J Eval Clin Pract. 2025 Jun;31(4):e70167. doi: 10.1111/jep.70167.
Administering intravenous (IV) drugs carries a high risk of adverse effects due to their direct entry into circulation. Identifying the prevalence and types of IV administration errors and the drugs involved is crucial for implementing effective interventions to reduce such errors.
This systematic review aimed to examine and synthesise the available articles on medication errors involving IV administration in hospitalised patients.
A comprehensive search was conducted using electronic databases, including PubMed, Ovid Medline, and CINAHL. The search was performed without time limitation up to July 2023. However, only articles published in English and human subjects were included. The quality of the studies was appraised using the Newcastle-Ottawa quality assessment scale (NOS). This systematic review was registered with PROSPERO (CRD42023469352).
Database searches yielded 2177 articles; after duplicate removal, 1717 underwent title and abstract screening, and 23 were included after full-text review. The studies were from 12 countries, and the multicentre study included countries from Europe, Africa, the Americas, Asia, and Australia. The majority of the studies were conducted in either teaching hospitals (n = 11) or university-affiliated hospitals (n = 7), with most involving direct observation (n = 21). IV administration errors exhibit a broad prevalence range of 5.0%-62.9%, involving various types such as wrong diluent, dose, route, rate, technique, omission, and timing. Studies lack uniformity in reporting, with some not specifying prevalence. The highest prevalence of specific errors varies across settings.
Our review highlights that IV medication error rates vary based on study design, setting, and population. Standardised definitions, reporting procedures, and reliable tracking methods are needed. Human factors, system issues, and environmental stressors influence medication errors. Future research must improve our understanding and address these factors to enhance patient safety and healthcare quality.
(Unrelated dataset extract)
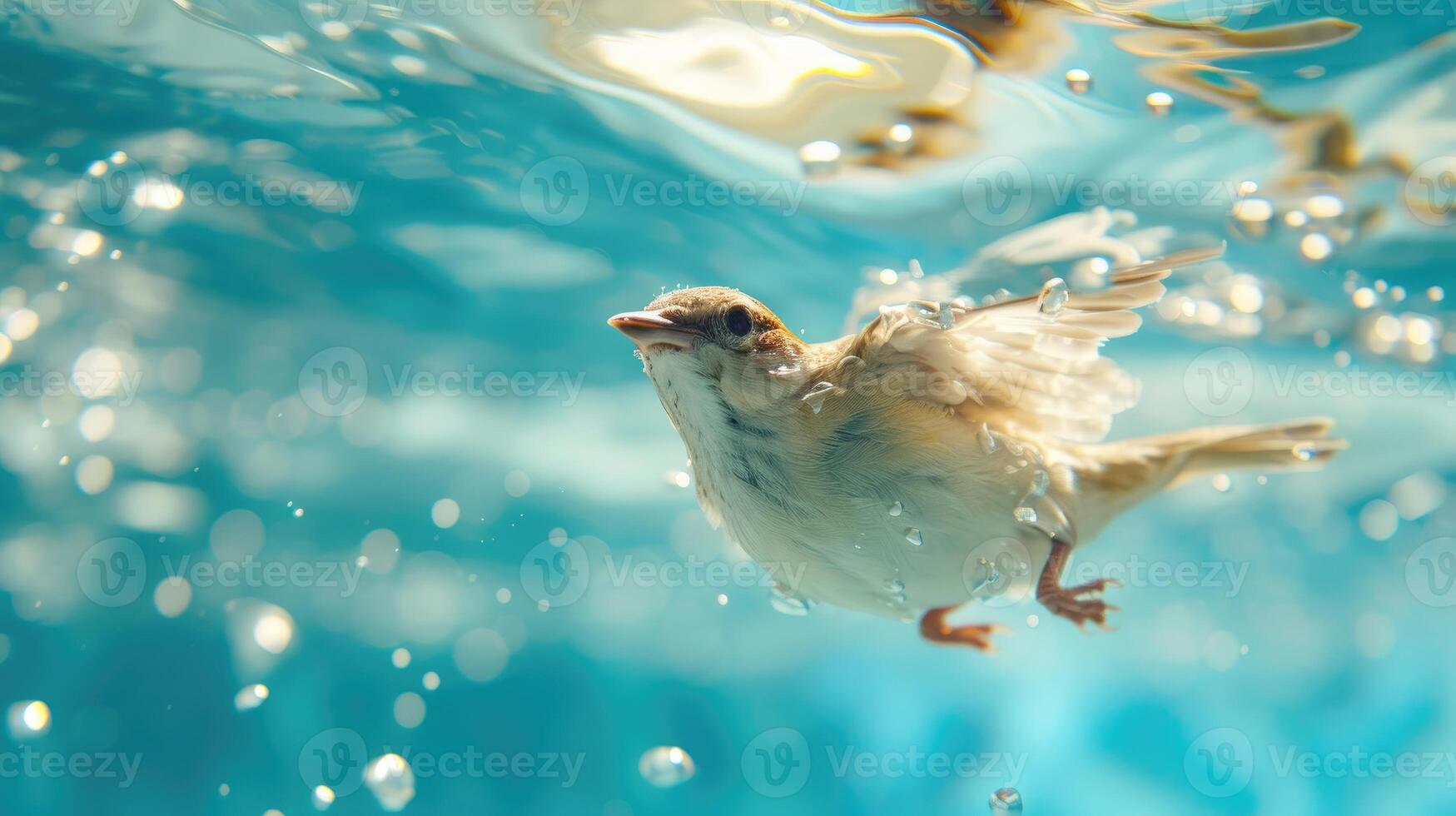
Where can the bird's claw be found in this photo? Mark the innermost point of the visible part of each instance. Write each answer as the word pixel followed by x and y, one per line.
pixel 977 635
静脉注射药物因其直接进入循环系统而具有较高的不良反应风险。识别静脉给药错误的发生率、类型以及所涉及的药物对于实施有效的干预措施以减少此类错误至关重要。
本系统评价旨在审查和综合有关住院患者静脉给药用药错误的现有文章。
使用电子数据库进行全面检索,包括PubMed、Ovid Medline和CINAHL。检索截至2023年7月,无时间限制。然而,仅纳入英文发表的文章和以人为研究对象的文章。使用纽卡斯尔-渥太华质量评估量表(NOS)对研究质量进行评估。本系统评价已在PROSPERO(CRD42023469352)注册。
数据库检索产生了2177篇文章;去除重复项后,1717篇进行了标题和摘要筛选,23篇在全文审查后被纳入。这些研究来自12个国家,多中心研究包括来自欧洲、非洲、美洲、亚洲和澳大利亚的国家。大多数研究在教学医院(n = 11)或大学附属医院(n = 7)进行,大多数涉及直接观察(n = 21)。静脉给药错误的发生率范围广泛,为5.0% - 62.9%,涉及多种类型,如错误的稀释剂、剂量、途径、速率、技术、遗漏和时间安排。研究报告缺乏一致性,一些未明确说明发生率。特定错误的最高发生率因环境而异。
我们的综述强调,静脉用药错误率因研究设计、环境和人群而异。需要标准化的定义、报告程序和可靠的跟踪方法。人为因素、系统问题和环境压力源会影响用药错误。未来的研究必须增进我们对这些因素的理解并加以解决,以提高患者安全和医疗质量。